Neste acervo estavam fotografias históricas e quadros produzidos por estudantes; bonecos representando crianças negras; caixas de jogos elaborados pelos estudantes sobre o Ticumbi, o Jongo, os orixás africanos e outras manifestações culturais; instrumentos como chocalhos, cabaças, imagens de São Benedito e trechos de cantos do Ticumbi pintados nas paredes; quadros de divindades como Iemanjá e Oxóssi; roupas típicas do Alardo e do Jongo; estandartes, chapéus e um fogão a lenha como símbolo da ancestralidade viva; livros grandes, de contação de histórias; e quadros. Parte desse material foi encontrado descartada na escola.
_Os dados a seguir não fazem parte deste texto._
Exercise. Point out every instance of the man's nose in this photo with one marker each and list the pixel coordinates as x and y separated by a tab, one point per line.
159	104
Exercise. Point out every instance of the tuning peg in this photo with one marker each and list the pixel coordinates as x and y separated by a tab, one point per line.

Além de servir de espaço pedagógico para estudantes da Mário Vello, o local também recebia visitas de alunos e professores de outras entidades de ensino. Além disso, itens do acervo do local eram eventualmente emprestados a outras instituições.
Segundo nota da associação, “este espaço foi destruído sem qualquer consulta aos idealizadores do projeto. Pinturas foram encobertas com tinta, objetos foram descartados no lixo, evidenciando um apagamento brutal”. A ação, questiona a entidade, fere leis nacionais que combatem o racismo e tornam obrigatório o ensino de cultura indígena e afrobrasileira nas escolas.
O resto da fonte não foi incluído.